An introduction to LoRA's
LoRA models, known as Small Stable Diffusion models, incorporate minor adjustments into conventional checkpoint models.
Typically, they are sized down by a factor of up to x100 compared to checkpoint models, making them particularly appealing for individuals who possess a vast assortment of models.
Welcome to your new lab with Kohya. Let's start experimenting!
This tutorial is tailored for newbies unfamiliar with LoRA models. It will introduce to the concept of LoRA models, their sourcing, and their integration within the AUTOMATIC1111 GUI.
( For more info on how to use LoRAs, check out my post here )
LoRA (Low-Rank Adaptation) represents a training technique tailored for refining Stable Diffusion models.
Yet, amidst existing techniques like Dreambooth and textual inversion, what sets LoRA apart?
The significance of LoRA lies in striking a favorable balance between file size and training effectiveness.Just how big is a LoRA model?
LoRA's Enhance Existing Checkpoint Models
Similar to textual inversion, a LoRA model can't function in isolation.

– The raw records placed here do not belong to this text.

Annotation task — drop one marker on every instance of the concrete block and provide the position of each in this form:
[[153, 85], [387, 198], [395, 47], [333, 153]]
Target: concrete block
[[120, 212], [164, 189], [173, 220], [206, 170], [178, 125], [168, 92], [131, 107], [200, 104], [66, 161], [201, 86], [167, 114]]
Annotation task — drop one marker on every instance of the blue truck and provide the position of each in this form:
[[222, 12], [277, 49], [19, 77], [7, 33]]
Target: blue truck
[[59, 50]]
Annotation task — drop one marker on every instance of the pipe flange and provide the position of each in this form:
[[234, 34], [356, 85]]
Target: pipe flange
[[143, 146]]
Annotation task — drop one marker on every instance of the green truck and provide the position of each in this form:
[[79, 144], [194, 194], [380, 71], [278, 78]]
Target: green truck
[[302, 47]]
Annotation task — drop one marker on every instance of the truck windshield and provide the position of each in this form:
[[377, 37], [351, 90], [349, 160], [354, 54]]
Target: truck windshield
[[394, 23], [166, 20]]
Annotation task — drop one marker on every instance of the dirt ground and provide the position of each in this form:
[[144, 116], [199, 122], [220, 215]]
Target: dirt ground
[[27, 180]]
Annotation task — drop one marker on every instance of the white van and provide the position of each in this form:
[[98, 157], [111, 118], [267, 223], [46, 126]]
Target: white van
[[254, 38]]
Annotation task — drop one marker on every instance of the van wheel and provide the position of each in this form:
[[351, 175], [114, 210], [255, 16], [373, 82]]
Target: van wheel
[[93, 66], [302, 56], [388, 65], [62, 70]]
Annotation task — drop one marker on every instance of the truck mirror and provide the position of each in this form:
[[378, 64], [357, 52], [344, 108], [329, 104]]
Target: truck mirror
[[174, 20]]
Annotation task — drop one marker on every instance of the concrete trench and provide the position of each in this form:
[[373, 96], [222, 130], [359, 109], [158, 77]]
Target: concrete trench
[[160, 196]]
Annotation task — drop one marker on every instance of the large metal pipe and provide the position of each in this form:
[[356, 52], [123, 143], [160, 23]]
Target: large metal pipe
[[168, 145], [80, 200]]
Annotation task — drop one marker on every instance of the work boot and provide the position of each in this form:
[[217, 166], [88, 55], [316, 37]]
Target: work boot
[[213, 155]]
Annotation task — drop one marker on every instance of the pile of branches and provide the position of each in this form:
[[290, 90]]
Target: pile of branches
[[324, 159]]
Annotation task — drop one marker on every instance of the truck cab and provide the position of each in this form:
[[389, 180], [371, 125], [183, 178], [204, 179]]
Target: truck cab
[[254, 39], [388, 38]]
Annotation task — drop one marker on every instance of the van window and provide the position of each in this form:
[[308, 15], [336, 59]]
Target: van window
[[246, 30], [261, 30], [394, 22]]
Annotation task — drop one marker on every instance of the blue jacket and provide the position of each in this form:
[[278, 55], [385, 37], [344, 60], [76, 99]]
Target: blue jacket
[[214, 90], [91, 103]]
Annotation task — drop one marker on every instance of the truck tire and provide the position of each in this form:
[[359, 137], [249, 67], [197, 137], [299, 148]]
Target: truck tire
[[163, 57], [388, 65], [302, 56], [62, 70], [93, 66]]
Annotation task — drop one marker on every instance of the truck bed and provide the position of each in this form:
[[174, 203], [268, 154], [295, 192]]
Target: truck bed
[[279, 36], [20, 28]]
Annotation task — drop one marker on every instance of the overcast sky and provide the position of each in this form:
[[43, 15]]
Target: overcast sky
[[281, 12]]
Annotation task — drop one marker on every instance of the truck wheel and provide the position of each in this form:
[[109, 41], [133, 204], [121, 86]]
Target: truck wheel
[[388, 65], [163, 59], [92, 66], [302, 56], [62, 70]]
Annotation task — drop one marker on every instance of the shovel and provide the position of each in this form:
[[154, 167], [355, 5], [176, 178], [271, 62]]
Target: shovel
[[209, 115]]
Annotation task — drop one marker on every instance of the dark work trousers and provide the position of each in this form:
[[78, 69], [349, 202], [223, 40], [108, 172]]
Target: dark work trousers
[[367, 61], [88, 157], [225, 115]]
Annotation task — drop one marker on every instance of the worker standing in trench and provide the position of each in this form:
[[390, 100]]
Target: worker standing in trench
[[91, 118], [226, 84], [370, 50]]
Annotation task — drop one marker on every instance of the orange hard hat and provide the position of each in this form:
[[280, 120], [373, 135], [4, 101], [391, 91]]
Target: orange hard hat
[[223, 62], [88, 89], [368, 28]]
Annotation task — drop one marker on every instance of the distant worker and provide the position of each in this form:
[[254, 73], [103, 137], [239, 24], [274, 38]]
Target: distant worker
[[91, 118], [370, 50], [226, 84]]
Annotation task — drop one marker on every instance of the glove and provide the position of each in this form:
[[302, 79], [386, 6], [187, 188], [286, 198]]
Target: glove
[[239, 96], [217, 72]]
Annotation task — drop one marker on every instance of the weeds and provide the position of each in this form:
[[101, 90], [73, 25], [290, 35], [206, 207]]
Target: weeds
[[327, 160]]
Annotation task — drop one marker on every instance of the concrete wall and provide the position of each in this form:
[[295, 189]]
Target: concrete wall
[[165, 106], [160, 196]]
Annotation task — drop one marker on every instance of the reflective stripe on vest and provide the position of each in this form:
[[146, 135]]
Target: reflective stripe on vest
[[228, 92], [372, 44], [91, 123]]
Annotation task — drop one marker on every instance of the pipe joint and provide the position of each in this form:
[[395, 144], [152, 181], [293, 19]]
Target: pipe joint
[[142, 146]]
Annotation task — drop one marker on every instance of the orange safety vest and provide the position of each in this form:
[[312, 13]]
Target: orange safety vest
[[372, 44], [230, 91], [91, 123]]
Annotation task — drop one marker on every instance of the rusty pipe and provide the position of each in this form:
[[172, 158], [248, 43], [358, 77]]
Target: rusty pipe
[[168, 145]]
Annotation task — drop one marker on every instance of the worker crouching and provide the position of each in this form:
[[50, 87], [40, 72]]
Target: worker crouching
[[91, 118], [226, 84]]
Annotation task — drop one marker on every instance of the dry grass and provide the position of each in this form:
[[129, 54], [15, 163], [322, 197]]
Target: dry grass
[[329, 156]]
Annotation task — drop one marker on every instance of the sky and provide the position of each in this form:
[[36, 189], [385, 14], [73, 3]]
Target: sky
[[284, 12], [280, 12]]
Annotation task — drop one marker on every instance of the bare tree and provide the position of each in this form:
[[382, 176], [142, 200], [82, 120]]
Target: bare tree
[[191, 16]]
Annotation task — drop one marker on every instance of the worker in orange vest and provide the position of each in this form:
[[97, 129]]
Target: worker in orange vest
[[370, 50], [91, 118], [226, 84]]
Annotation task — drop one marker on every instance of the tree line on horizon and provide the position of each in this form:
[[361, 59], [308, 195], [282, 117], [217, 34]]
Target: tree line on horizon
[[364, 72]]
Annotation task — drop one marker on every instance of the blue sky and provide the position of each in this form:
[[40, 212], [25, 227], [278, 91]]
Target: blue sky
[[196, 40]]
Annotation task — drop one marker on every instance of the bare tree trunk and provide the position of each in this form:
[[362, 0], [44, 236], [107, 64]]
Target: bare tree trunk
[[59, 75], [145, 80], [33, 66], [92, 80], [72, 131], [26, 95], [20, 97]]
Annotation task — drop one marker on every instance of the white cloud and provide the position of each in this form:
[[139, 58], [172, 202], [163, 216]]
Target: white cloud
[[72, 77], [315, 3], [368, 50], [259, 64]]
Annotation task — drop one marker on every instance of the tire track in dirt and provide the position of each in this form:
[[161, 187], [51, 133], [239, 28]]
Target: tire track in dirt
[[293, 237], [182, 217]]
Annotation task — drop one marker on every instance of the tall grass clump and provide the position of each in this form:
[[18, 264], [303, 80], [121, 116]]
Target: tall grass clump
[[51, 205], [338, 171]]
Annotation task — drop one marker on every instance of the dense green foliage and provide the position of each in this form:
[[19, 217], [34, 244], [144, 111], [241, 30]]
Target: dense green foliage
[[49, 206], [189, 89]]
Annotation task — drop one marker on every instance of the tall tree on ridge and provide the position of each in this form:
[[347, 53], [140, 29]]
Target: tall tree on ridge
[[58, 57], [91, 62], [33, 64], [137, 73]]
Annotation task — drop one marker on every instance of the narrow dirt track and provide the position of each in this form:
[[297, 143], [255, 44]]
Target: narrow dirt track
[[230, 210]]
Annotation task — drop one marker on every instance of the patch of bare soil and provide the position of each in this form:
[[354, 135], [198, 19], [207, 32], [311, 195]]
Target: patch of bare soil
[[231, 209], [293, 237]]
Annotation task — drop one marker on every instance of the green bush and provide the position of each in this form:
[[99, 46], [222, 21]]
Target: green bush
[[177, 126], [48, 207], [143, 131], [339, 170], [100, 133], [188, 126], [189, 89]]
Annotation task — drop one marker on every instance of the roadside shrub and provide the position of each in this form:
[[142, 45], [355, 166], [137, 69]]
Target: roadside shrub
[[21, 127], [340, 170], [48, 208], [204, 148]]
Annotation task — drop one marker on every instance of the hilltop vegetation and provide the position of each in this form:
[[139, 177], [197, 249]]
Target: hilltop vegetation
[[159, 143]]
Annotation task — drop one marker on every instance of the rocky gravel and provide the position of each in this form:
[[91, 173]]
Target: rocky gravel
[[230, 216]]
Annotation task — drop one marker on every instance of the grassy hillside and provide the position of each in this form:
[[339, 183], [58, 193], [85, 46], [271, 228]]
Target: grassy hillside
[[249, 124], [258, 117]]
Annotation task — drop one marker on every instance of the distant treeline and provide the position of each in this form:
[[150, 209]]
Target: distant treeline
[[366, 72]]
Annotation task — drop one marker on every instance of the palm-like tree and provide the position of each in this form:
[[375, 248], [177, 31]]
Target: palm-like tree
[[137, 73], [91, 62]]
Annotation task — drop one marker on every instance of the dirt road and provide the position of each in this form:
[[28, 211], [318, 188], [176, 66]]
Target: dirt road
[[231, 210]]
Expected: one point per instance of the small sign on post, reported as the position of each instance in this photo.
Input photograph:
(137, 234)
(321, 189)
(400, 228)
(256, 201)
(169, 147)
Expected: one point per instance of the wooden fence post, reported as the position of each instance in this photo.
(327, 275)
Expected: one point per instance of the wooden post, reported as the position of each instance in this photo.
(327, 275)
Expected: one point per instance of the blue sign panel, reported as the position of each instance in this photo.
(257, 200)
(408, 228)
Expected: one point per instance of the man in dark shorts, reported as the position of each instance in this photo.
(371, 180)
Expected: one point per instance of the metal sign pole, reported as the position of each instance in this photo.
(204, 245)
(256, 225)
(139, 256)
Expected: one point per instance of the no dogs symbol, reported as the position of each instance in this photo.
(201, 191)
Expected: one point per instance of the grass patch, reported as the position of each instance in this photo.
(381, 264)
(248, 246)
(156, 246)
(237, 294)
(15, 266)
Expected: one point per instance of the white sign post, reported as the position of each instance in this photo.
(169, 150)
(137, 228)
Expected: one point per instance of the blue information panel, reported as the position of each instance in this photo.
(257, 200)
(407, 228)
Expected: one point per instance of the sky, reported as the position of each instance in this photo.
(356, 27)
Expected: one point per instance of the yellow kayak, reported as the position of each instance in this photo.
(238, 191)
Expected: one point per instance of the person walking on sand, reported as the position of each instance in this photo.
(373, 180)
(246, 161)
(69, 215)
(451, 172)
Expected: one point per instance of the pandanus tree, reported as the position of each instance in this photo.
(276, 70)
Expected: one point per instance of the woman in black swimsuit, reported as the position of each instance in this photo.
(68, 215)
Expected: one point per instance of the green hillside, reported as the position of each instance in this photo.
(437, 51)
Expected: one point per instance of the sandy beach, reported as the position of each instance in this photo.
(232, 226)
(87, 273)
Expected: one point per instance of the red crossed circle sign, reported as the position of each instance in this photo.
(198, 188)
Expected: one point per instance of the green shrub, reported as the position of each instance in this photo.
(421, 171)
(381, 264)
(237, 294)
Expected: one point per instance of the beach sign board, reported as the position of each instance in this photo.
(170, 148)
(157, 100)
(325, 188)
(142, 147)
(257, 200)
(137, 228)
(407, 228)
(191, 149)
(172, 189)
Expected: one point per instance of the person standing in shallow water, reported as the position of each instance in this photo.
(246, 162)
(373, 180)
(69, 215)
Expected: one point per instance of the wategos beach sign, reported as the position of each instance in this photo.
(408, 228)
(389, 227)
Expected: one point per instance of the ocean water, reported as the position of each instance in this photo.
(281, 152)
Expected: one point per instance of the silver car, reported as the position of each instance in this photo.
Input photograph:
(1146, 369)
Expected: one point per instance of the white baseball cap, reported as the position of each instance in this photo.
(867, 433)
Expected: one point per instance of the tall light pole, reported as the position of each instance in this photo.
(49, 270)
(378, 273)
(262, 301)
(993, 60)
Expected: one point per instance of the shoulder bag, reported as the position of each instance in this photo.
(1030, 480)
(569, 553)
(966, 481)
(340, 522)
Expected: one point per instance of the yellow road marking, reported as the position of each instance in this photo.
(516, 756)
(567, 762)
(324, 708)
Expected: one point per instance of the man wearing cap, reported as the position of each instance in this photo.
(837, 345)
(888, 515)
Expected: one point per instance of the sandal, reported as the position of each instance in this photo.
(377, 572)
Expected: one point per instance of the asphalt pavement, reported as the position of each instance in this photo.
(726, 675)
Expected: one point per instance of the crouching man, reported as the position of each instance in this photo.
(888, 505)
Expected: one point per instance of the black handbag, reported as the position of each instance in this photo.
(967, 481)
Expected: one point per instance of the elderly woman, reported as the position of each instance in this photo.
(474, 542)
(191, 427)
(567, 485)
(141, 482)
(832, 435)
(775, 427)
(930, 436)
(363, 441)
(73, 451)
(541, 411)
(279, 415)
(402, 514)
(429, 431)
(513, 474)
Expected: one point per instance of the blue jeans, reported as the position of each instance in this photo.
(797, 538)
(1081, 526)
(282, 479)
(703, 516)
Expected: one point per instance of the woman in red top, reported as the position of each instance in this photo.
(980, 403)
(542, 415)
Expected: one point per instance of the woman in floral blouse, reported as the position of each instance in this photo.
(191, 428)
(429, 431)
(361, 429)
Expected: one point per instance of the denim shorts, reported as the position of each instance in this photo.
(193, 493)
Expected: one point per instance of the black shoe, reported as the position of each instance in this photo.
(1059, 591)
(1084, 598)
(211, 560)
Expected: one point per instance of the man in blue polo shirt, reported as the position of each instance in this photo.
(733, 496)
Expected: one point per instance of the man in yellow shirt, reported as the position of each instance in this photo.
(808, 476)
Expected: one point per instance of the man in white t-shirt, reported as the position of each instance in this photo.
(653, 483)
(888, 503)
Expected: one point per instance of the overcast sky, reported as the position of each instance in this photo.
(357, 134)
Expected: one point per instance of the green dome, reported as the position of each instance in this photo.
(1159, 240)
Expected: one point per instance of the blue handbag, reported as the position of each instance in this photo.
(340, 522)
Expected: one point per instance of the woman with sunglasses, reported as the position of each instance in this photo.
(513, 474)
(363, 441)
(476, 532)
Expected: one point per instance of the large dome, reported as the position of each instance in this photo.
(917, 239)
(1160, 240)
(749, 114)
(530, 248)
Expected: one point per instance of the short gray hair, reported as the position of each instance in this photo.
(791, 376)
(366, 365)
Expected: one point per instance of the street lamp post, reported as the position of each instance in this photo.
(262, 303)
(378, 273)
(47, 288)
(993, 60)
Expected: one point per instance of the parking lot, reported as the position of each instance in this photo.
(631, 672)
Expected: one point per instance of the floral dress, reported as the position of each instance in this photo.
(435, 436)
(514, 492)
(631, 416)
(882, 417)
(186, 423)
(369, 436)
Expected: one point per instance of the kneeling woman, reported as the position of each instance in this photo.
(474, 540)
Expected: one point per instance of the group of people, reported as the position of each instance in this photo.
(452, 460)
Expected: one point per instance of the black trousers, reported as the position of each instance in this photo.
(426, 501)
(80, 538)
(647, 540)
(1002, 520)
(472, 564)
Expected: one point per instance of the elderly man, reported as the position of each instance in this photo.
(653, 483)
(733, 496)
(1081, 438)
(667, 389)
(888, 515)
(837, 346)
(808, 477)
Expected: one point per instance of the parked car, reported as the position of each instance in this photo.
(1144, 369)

It necessitates synergy with a model checkpoint file. LoRA brings about stylistic variations by introducing subtle modifications to the corresponding model file.
In addition to this, with the release of SDXL, StabilityAI have confirmed that they expect LoRA's to be the most popular way of enhancing images on top of the SDXL v1.0 base model.
Let's create our own SDXL LoRA!
For the purpose of this guide, I am going to create a LoRA on Liam Gallagher from the band Oasis!
Collect training images
You will need around 20 - 30 good quality images of your subject and for SDXL LoRA's these should be at a resolution of 1024 x 1024. I have 30 images at a resolution of 1024 x 1024 that I am going to use. An example of one is shown below:
Choose 20-30 high quality pictures of your subject for training your LoRA model
We then need some Regularisation images. To work out how many regularisation images we need, we can multiply the number of subject images we have by the number of repeats we have, which will be 25 in this scenario. Therefore 25 (repeats) x 30 (subject images) = 750 regularisation images.
There are various datasets available, such as https://huggingface.co/datasets/ProGamerGov/StableDiffusion-v1-5-Regularization-Images/tree/main to grab images.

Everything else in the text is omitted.